# PC Games Spiele des Jahres: Bestes PC-Spiel des Jahres 2014 - ihr habt gewählt



## Matthias Dammes (28. Dezember 2014)

Jetzt ist Deine Meinung zu *PC Games Spiele des Jahres: Bestes PC-Spiel des Jahres 2014 - ihr habt gewählt* gefragt. 


				Bitte beachtet: Der Kommentarbereich wird gemäß der Forenregeln moderiert.





			Dieser Inhalt steht nur eingeloggten Mitgliedern zur Verfügung.
        

 Zum Artikel: PC Games Spiele des Jahres: Bestes PC-Spiel des Jahres 2014 - ihr habt gewählt


----------



## Exar-K (28. Dezember 2014)

Auf dem PC war dieses Jahr ziemlich schwach meiner Meinung nach.
Richtig herausragende Titel sind leider nicht erschienen.


----------



## Taiwez (28. Dezember 2014)

Und auch hier wieder ein mehr als verdienter Sieger, auch wenn mir da einige bestimmt nicht zustimmen werden. 
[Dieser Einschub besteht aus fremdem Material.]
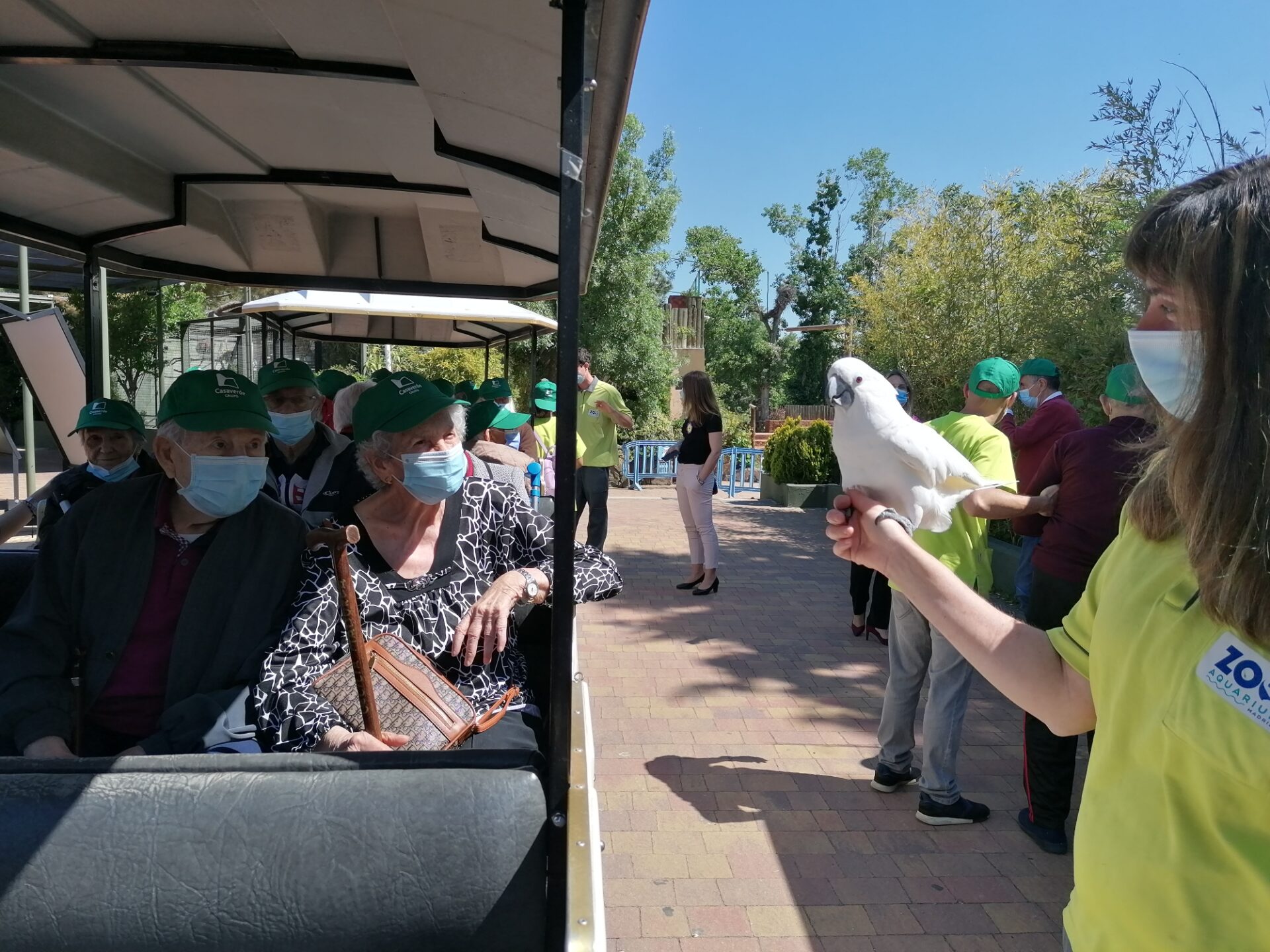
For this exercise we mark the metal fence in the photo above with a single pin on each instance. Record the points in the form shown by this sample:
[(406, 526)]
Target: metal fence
[(740, 470)]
Das Assassins Creed trotzdem so hoch gerated wurde, finde ich allerdings bemerkenswert, nachdem ganzen Shitstorm, den sich Ubisoft da mehr oder weniger gerechtfertigt eingehandelt hat. Wills jetzt aber auch nciht schlechtreden, ich habs nicht gespielt.


----------



## Jussylein1982-W (28. Dezember 2014)

autsch Dragon Age Inquisition 1 Platz.. Soll verstehen wer will, allerdings hatte auch Dragon Age keine richtige Konkurrenz gehabt!


----------



## Bonkic (28. Dezember 2014)

ich glaube, ich hab exakt einen pc-titel gespielt, der in diesem erschienen ist.


----------



## DarkVoice1984 (28. Dezember 2014)

Was haben die PC Spieler hier einen schlechten Geschmack. Das größte Mistspiel af Platz 1. Nicht zu glauben.


----------



## Nyx-Adreena (28. Dezember 2014)

Was haben die PC-Spieler hier einen guten Geschmack. Das beste Spiel auf Platz 1.


----------



## Neawoulf (28. Dezember 2014)

Für mich war das Jahr eigentlich ziemlich gut, was PC Spiele betrifft. Es gab sowohl große, als auch kleine Highlights:

- Assetto Corsa
- Legend of Grimrock 2
- Blackwell Epiphany
- Elite Dangerous
- Risen 3
- DSA Blackguards
- Alien Isolation
- The Vanishing of Ethan Carter


----------



## Monalye (28. Dezember 2014)

Platz 13... unfassbar, ohne Worte


----------



## PhenomTaker (28. Dezember 2014)

In der Liste fehlt auf jeden Fall noch South Park, das war mein persönlich bestes Spiel des Jahres. Hat einfach rundum funktioniert.
Keine Bugs, super Stimmung, geile Story, unendlich Lacher und Anspielungen auf die Serie.


----------



## Matthias Dammes (28. Dezember 2014)

PhenomTaker schrieb:


> In der Liste fehlt auf jeden Fall noch South Park



Hat auch ein paar Stimmen bekommen, für die Top 15 hat das aber nicht gereicht.


----------



## Aenimus (28. Dezember 2014)

Hätte gerne Dark Souls 2 auf dem 1. gesehen, aber mit Dragon Age Inquisition kann ich leben. Ist wirklich nicht so schlecht wie es manche sehen. Aber das ja wie alles im Leben: Geschmacksache!


----------



## MaxFalkenstern (29. Dezember 2014)

Extrem bitter, dass Wolfenstein: The New Order so weit hinten liegt. Für mich eines der besten Spiele des Jahres 2014. Aber gegen Open World (Stichwort: Far Cry 4) scheint wohl kein Kraut gewachsen.


----------



## Matthias Dammes (29. Dezember 2014)

MaxFalkenstern schrieb:


> scheint wohl kein Kraut gewachsen.



Diese Zweideutigkeiten wieder.


----------



## Bonkic (29. Dezember 2014)

MaxFalkenstern schrieb:


> Extrem bitter, dass Wolfenstein: The New Order so weit hinten liegt. Für mich eines der besten Spiele des Jahres 2014. Aber gegen Open World (Stichwort: Far Cry 4) scheint wohl kein Kraut gewachsen.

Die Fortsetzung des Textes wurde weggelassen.